Last August I asked a question: "What if Keynesian stimulus works, but no one can ever actually afford to do it, short of something like World War II, where the government can tap into a patriotic outpouring of national savings by issuing bonds with negative real yields."
When people like Paul Krugman say that almost $900 billion in stimulus didn't work because it wasn't big enough, you have to wonder if an adequate Keynesian stimulus is even possible. Could any government anywhere borrow 15 percent of GDP or more to spend on temporary measures with the blessing of their citizens? For that matter, would the markets lend the money without ratcheting up interest rates? Can an extra 15 percent of GDP be spent without showing sharply diminishing returns—meaning that you'd need even more spending to generate the effects you want? Today Alex Tabarrok looks at the history and concludes that even if Keynesian economics works in theory, Keynesian politics fails in practice—at least in a Democracy:
Let's accept for the sake of argument the truth of Keynesian economics. It is now clear that Keynesian politics has failed. But don't take my word for it. Here's Paul Krugman on the great abdication:
...without saying so explicitly, the Obama administration has accepted the Republican claim that stimulus failed, and should never be tried again.
What's extraordinary about all this is that stimulus can't have failed, because it never happened. Once you take state and local cutbacks into account, there was no surge of government spending.
If that sounds familiar let's remember that by their own admission Keynesian's believe that Keynesian politics also failed during the Great Depression. Again, Paul Krugman on the New Deal:
...you might say that the incomplete recovery shows that "pump-priming", Keynesian fiscal policy doesn't work. Except that the New Deal didn't pursue Keynesian policies. (emphasis in original).

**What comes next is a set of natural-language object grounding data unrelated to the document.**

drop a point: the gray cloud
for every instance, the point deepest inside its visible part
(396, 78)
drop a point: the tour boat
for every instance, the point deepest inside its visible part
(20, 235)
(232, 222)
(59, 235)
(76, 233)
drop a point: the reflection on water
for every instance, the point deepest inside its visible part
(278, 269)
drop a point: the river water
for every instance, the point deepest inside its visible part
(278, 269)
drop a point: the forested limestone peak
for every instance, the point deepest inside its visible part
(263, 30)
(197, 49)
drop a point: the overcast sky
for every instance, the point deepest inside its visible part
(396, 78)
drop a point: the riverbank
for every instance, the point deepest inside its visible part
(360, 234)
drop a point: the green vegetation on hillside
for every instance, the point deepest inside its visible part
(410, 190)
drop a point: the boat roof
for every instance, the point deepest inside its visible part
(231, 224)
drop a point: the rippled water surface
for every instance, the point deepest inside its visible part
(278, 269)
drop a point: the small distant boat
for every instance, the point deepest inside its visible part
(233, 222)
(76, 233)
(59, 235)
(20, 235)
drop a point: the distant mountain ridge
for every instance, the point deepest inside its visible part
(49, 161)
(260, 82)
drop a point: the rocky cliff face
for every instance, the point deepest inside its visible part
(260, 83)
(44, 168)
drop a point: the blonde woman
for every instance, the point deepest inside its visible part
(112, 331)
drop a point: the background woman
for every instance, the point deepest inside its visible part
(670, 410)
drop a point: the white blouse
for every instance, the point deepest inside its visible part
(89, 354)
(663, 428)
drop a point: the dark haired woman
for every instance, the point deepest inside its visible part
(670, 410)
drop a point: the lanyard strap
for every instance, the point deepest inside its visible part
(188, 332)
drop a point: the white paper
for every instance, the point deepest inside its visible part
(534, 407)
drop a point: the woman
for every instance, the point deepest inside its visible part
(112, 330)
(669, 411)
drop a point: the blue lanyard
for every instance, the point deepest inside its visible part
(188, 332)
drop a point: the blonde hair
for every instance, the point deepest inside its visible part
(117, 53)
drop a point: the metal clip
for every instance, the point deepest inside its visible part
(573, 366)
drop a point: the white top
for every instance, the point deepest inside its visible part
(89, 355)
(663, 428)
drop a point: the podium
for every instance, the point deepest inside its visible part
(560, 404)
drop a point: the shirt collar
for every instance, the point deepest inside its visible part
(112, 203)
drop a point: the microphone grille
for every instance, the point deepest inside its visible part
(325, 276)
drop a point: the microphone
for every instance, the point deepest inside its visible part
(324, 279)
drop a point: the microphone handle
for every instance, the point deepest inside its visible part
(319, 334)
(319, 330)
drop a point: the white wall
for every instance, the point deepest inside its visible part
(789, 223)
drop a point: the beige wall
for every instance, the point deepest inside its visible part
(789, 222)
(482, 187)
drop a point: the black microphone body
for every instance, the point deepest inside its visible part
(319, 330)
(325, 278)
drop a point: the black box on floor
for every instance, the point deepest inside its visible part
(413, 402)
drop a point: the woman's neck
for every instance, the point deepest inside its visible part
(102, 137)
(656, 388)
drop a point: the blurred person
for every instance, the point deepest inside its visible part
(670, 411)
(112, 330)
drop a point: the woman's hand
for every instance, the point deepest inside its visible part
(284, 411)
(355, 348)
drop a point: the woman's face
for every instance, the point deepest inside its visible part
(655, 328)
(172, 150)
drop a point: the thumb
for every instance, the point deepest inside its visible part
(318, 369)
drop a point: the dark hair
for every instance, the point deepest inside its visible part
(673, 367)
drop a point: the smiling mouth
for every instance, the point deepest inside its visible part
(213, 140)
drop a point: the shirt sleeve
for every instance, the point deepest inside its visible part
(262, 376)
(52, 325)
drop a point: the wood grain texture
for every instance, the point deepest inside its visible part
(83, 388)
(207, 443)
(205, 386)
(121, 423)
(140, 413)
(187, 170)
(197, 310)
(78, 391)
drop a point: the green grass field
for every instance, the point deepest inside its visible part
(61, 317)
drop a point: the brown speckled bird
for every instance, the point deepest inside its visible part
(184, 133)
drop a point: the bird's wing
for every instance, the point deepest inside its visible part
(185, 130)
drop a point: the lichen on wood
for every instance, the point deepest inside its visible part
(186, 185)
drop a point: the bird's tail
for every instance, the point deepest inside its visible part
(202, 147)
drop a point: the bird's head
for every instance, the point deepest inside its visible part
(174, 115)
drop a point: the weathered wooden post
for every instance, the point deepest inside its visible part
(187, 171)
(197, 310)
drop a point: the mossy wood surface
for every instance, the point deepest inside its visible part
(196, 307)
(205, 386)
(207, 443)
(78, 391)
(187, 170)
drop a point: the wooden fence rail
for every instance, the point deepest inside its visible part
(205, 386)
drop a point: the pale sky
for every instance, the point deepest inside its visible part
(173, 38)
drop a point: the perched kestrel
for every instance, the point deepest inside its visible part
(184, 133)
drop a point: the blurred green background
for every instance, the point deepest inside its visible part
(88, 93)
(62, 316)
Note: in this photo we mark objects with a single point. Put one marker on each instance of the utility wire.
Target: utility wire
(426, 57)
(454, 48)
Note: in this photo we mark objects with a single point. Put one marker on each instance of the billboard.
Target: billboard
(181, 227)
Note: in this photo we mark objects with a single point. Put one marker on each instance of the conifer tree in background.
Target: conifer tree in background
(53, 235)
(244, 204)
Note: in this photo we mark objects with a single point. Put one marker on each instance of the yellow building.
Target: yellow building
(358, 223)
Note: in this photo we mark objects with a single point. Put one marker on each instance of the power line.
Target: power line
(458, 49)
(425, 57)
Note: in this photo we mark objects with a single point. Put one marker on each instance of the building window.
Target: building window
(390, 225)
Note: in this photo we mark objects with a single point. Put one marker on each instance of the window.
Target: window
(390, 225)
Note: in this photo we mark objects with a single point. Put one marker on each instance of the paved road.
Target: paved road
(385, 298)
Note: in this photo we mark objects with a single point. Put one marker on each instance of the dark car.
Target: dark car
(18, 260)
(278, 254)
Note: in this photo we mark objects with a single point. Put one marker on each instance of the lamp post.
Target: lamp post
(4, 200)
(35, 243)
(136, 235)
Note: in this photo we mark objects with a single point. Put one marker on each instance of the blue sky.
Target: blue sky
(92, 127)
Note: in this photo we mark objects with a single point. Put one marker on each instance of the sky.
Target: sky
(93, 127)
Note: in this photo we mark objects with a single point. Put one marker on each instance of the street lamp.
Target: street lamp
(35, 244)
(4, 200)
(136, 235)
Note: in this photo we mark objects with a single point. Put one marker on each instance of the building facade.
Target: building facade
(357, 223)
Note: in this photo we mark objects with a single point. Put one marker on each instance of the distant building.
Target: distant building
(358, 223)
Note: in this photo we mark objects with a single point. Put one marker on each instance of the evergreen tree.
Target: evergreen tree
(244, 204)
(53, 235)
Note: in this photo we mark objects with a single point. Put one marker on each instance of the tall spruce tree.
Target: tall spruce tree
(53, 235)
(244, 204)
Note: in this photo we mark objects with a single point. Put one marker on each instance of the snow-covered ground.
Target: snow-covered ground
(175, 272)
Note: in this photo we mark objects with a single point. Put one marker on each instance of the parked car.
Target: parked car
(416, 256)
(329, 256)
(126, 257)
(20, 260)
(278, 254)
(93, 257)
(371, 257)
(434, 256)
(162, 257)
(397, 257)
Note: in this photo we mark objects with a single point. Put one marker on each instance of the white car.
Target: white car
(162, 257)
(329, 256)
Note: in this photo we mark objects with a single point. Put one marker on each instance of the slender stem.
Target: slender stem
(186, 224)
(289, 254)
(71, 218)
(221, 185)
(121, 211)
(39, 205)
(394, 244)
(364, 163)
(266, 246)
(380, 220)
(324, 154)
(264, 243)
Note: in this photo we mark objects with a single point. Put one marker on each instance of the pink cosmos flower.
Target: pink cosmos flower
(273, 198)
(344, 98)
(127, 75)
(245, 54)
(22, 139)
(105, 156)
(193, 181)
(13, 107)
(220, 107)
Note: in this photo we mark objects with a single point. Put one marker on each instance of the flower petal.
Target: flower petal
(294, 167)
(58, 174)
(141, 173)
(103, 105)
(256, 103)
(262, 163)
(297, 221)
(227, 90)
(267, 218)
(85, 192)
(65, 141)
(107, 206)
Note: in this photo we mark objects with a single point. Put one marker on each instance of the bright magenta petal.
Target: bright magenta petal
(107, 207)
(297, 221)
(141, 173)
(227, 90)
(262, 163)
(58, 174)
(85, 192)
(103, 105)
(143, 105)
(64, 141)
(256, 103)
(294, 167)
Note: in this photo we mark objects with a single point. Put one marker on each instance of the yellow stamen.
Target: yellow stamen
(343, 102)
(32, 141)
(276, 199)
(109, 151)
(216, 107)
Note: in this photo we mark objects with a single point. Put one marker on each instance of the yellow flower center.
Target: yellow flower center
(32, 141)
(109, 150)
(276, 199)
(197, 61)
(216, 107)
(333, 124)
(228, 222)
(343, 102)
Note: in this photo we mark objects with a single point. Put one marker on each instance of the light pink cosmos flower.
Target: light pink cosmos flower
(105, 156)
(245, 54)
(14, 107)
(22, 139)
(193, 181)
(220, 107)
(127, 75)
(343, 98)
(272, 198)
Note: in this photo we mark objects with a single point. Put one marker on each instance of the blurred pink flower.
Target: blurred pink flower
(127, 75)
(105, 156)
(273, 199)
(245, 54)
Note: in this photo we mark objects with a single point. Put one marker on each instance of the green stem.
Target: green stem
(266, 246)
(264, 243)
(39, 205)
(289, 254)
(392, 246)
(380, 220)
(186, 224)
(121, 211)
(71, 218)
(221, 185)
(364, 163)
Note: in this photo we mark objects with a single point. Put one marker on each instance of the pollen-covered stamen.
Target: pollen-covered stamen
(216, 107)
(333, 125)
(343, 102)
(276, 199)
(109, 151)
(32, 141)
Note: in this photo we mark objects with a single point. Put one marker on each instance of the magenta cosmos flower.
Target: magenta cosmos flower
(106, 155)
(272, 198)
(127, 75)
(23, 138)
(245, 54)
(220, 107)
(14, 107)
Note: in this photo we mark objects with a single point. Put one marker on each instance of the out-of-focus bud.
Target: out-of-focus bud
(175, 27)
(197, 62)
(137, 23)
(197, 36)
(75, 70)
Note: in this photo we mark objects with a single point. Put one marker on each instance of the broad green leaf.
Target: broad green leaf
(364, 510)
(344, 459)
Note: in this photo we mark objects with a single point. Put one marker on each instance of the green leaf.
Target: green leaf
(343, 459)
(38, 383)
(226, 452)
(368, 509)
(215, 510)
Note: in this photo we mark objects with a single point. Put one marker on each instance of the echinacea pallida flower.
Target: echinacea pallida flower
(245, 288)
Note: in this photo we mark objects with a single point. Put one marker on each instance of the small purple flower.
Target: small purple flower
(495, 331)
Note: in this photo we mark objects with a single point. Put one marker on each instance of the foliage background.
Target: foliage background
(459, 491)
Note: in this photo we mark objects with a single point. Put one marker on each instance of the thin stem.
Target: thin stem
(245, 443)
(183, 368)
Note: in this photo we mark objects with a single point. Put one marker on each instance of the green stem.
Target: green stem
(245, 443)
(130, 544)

So we have had two major cases that massively favored Keynesian economics but Keynesian politics failed both times. Not that this should be surprising, Keynes himself told us that his theory was more suitable to totalitarian regimes:
The theory of aggregated production, which is the point of the following book, nevertheless can be much easier adapted to the conditions of a totalitarian state [eines totalen Staates] than the theory of production and distribution of a given production put forth under conditions of free competition and a large degree of laissez-faire.
This illustrates a challenge facing economists: should they advocate first best or second best policy? I once saw an exchange between a Bush treasury official and a prominent academic critic of TARP, etc. The official argued that the critics were putting forward "solutions" which had no hope of passing congress. The critic sharply rejoindered that it wasn't his job to suggest stupid things that politicians were willing to do; it was to tell them the right thing to do.
This is true—but at some level, there's no point in spending a lot of time designing policies which can't be enacted in any conceivable democratic polity. Especially if advocating those policies make it hard to advocate things that might work—either because the advocacy takes time away from thinking about feasible solutions, or because you alienate the people you are trying to influence.